Implementation of the DNA Analyzer project.
- Chapter I
1.1. Introduction - Chapter II
2.1. Information - Chapter III
3.1. Part 1
3.2. Part 2
3.3. Part 3
3.4. Part 4
3.5. Part 5
Once again, Eve got into a strange new project, which happens often in her company. The Applied Bioinformatics Research department needed someone who could write complex algorithms. They were working with a partner company in Britain on a project that would allow for better prescribing of medications for patients, and that required a ton of algorithms. Since most of them were already formalized and did not require much knowledge of biology or immersion in the subject matter of the project, it was possible to take an outside person to help.
All the stars aligned for Eve. Her experience in algorithms came in handy, as did her previous interaction with the guys from Advanced Solutions Inc., those same British partners, as part of the long-suffering tasks on labyrinths.

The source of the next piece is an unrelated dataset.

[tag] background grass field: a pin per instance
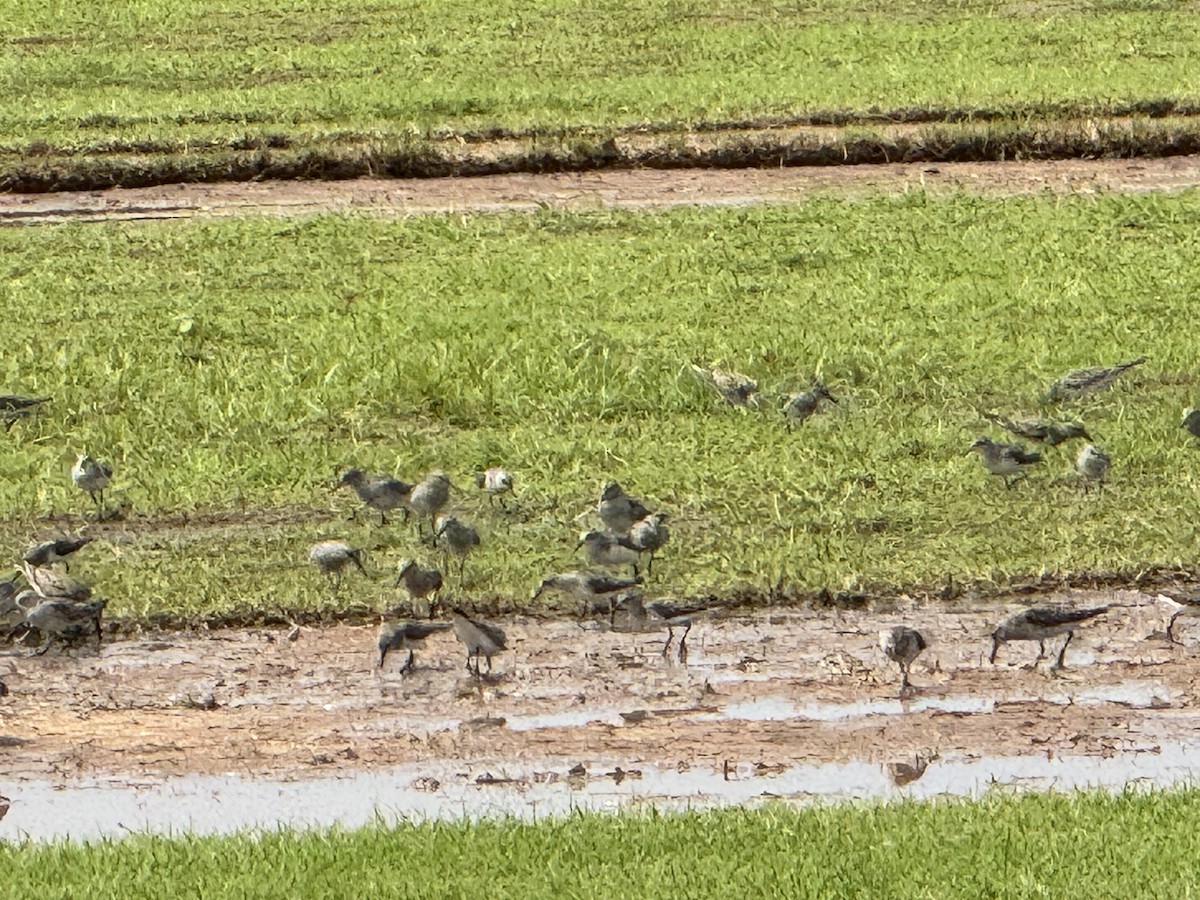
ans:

No one in the Applied Bioinformatics Research department, despite Eve's expectations, was wearing white coats or carrying flasks with dangerous viruses that could lock the population of the entire planet at home for several years. Instead, the same programmers were sitting there, searching through long, incomprehensible strings on their computer screens. They were even only two floors above Eve. She had to move here for a while to speed up the communication process. Eve wasn't too upset about it, figuring she could pump up her algorithmic skills on this project one more time. However, she strongly regretted not being able to take her favorite chair with her...
In this project you will be introduced to the classical bioinformatics problems of substring search and sequence alignment, as well as other string processing algorithms.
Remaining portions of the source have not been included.